Contudo, há algo que tenho notado e que venho aqui expor. Na passada semana, assisti a uma partida onde apenas o árbitro principal estava, de facto, capacitado para desempenhar as funções. Não havia assistentes de linha com o curso. Eram, sim, dois miúdos, a rondar os 15 ou 16 anos, um deles com umas calças de fato treino do Benfica e o casaco de um dos clubes que disputava o desafio. Tive, igualmente, conhecimento de outro desafio, onde a entidade responsável pela organização do jogo enviou um email aos clubes alertando que não conseguia destacar nenhuma equipa de arbitragem para a partida. Para terminar os exemplos, fui assistir a dois jogos distintos, cuja distância entre os diferentes campos rondava os 20 minutos. Para conseguir assistir ao início do segundo jogo, saí mais cedo do primeiro. Chegado ao estádio onde se ia desenrolar a partida, reparo que, à hora de início, os árbitros ainda não tinham chegado. Qual não é o meu espanto quando, passado cerca de 20 minutos, a equipa de arbitragem que sobe ao relvado era a mesma que tinha apitado o jogo anterior a que tinha assistido.
Isto tudo para dizer que há falta de árbitros e que, talvez, todos nós, adeptos, sejamos culpados disso. É uma classe que, para exercer o seu trabalho, muitas vezes compromete os fins de semana em que pode estar com a família para apitar jogos ao sol e à chuva. Contudo, desde sempre houve um ódio de estimação para com os “senhores árbitros”. Mesmo quando sabemos que a falta que assinalam é correta, há sempre algum caloroso adepto que se excede nos comentários e dirige um variado número de insultos para o juiz da partida. No futebol de formação é um exagero. Quando o objetivo principal deve ser que as crianças se divirtam e façam exercício, os pais lançam comentários, na maioria das vezes descabidos, que envergonham os próprios filhos que estão no campo.
O cerne da questão é o seguinte: sem árbitros, não há jogo.

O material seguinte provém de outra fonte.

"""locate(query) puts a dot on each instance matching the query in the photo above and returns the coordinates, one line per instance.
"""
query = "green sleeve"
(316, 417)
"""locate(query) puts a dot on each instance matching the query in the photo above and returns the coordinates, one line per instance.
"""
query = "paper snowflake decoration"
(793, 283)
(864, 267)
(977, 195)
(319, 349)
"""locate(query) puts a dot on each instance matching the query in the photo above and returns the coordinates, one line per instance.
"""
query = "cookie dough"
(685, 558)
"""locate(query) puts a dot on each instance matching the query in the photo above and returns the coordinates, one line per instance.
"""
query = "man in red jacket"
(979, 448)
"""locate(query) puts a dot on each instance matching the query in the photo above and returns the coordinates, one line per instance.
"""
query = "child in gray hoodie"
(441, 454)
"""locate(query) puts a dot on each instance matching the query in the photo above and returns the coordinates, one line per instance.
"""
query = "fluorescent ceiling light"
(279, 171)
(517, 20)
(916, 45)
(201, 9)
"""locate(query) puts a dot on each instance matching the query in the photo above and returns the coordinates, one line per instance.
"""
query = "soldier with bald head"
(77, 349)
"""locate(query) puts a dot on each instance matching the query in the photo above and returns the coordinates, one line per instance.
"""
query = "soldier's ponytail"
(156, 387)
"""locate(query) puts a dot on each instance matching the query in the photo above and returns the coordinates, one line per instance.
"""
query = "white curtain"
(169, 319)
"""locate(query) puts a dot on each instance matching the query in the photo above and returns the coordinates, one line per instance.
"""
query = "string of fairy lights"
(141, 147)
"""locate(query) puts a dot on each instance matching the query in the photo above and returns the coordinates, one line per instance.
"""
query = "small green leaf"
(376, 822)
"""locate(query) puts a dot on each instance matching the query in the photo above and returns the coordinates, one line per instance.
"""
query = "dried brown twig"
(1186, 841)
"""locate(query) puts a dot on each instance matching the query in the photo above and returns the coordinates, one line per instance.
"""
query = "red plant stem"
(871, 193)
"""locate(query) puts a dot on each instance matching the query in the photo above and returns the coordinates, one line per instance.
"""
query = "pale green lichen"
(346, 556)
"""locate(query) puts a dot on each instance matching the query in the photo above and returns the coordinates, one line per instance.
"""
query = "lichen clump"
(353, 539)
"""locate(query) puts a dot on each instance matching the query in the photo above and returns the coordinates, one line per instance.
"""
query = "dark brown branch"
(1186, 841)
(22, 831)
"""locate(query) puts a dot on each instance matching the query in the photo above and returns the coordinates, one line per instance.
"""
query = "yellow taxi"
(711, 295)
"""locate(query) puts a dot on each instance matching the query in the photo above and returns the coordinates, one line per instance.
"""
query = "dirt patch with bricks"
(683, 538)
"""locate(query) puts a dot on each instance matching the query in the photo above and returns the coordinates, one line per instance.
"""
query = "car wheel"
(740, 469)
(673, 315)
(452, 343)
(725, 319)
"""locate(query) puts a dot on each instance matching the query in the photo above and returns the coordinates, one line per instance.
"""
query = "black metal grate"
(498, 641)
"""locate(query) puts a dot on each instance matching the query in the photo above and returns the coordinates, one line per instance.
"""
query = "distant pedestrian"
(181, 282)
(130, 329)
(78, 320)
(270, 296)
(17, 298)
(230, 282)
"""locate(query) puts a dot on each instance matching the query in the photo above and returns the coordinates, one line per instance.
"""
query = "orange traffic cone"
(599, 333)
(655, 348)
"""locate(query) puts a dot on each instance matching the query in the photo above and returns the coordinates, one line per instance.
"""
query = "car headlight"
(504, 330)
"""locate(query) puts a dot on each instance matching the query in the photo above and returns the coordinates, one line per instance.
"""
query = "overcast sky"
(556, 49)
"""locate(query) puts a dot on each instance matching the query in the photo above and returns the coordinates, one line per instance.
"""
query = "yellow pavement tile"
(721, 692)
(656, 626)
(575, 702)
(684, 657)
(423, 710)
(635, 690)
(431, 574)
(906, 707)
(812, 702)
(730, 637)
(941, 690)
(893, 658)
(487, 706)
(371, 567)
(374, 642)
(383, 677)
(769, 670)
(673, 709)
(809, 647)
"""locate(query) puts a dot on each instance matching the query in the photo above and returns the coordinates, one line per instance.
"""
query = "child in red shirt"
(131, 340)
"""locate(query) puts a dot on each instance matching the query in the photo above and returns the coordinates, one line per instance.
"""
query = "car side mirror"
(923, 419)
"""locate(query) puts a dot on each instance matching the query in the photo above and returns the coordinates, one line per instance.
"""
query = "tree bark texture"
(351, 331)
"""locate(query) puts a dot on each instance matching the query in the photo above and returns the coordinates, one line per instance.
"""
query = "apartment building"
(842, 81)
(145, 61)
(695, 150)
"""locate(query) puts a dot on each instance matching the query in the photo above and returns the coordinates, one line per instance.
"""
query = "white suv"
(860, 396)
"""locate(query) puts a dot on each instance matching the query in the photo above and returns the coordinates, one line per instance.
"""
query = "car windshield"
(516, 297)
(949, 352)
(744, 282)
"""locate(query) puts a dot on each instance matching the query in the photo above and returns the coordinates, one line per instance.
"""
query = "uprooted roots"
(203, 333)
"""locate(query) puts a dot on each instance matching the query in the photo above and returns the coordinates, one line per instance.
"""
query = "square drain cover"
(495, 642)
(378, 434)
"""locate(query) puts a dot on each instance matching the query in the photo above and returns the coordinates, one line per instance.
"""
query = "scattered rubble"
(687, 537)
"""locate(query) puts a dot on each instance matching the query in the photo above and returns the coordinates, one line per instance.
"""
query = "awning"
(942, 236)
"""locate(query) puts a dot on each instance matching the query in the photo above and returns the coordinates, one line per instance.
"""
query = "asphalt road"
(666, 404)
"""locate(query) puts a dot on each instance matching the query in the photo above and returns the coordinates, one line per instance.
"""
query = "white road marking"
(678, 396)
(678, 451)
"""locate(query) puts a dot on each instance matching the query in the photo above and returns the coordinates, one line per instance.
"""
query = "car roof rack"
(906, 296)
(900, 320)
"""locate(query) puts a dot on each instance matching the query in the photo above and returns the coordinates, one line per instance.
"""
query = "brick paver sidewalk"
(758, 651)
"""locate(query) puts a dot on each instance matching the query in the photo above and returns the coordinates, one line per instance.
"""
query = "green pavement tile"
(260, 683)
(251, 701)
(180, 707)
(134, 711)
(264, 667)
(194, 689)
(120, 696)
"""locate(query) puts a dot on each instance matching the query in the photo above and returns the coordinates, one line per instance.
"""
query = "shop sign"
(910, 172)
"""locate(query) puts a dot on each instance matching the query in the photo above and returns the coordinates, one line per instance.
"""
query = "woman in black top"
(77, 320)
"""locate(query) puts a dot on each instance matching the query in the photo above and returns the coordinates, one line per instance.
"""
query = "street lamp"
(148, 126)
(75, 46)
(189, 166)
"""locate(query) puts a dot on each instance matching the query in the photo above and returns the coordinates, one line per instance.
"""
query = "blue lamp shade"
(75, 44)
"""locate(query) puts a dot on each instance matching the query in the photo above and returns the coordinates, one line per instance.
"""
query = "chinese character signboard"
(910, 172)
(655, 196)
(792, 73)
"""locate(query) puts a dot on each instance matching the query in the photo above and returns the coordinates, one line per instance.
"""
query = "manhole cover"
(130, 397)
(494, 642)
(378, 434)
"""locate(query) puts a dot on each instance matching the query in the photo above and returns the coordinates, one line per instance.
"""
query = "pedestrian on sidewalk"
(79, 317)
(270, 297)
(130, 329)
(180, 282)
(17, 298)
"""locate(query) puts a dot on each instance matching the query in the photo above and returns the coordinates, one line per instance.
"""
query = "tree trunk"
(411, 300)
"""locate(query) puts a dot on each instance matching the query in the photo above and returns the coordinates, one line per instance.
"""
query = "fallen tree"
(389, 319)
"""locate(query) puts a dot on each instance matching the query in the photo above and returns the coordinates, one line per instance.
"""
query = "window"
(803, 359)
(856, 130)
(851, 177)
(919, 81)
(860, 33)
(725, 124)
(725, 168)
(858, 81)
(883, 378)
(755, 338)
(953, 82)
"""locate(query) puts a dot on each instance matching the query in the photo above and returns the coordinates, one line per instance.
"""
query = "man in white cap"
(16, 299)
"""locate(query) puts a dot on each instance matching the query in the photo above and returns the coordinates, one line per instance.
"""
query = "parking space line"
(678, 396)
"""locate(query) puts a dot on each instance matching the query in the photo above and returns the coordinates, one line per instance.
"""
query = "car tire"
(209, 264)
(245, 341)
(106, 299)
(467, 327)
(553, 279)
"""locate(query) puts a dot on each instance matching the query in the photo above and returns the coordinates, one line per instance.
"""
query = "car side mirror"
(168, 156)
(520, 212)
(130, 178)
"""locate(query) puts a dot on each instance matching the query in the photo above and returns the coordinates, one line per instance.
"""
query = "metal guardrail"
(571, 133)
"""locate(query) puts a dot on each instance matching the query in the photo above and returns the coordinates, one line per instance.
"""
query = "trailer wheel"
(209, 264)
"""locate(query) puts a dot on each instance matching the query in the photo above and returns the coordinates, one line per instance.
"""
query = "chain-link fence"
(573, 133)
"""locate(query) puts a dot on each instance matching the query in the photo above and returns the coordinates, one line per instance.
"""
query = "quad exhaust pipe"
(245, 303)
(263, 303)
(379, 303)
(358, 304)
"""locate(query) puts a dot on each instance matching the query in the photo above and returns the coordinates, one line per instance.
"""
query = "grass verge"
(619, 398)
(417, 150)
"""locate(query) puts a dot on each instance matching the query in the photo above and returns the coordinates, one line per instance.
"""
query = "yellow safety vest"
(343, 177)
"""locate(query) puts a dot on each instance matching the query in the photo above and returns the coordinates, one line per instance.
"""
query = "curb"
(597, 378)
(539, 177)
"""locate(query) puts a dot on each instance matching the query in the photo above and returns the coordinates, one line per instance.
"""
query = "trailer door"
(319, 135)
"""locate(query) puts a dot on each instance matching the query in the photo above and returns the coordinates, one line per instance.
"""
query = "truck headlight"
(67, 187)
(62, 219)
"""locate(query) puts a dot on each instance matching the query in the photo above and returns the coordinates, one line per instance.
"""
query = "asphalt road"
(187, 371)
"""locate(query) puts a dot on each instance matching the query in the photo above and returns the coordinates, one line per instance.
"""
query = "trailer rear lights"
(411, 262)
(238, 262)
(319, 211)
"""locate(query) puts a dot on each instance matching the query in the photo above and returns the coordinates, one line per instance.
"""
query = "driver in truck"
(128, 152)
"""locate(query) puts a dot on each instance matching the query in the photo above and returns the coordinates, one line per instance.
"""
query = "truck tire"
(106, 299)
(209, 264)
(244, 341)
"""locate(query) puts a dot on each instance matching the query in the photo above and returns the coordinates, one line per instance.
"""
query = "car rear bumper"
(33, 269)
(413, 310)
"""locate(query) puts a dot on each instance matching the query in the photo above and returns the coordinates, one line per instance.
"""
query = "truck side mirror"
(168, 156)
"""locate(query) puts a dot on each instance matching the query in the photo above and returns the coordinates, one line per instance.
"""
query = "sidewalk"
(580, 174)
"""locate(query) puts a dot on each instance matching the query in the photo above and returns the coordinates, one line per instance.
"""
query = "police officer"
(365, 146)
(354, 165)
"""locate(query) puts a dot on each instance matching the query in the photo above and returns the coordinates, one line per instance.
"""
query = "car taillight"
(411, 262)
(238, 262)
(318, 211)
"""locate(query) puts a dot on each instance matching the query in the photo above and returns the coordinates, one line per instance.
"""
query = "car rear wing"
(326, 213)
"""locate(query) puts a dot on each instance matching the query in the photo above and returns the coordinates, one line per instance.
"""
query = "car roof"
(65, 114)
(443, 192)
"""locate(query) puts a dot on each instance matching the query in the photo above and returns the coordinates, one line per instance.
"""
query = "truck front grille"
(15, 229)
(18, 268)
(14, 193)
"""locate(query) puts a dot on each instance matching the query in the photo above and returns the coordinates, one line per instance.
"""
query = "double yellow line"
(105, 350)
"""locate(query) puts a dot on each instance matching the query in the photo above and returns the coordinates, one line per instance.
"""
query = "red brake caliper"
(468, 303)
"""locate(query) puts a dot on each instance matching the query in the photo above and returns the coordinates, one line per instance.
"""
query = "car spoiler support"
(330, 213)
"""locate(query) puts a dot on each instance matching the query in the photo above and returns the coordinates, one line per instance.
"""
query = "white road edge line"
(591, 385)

Tem de haver uma preocupação em formar o melhor possível as novas gerações que ajuizarão as partidas, e dar-lhes todas as condições para terem sucesso, de forma a serem o melhor possível. Contudo, os pais e adeptos também têm de criar um clima saudável no futebol, de forma a que haja vontade, por parte da juventude, de querer ingressar pela via da arbitragem. O ambiente que se vive no futebol é muitas vezes tóxico, e até há pessoas que se admiram de como é que é possível haver ainda quem queira ser árbitro. Se o paradigma não mudar, corre-se o risco de, dentro de poucos anos, haver ainda mais partidas do género daquelas que tenho assistido ao longo destas semanas. E isso não é, de todo o desejável. Cabe a cada um de nós mudar o estado das coisas.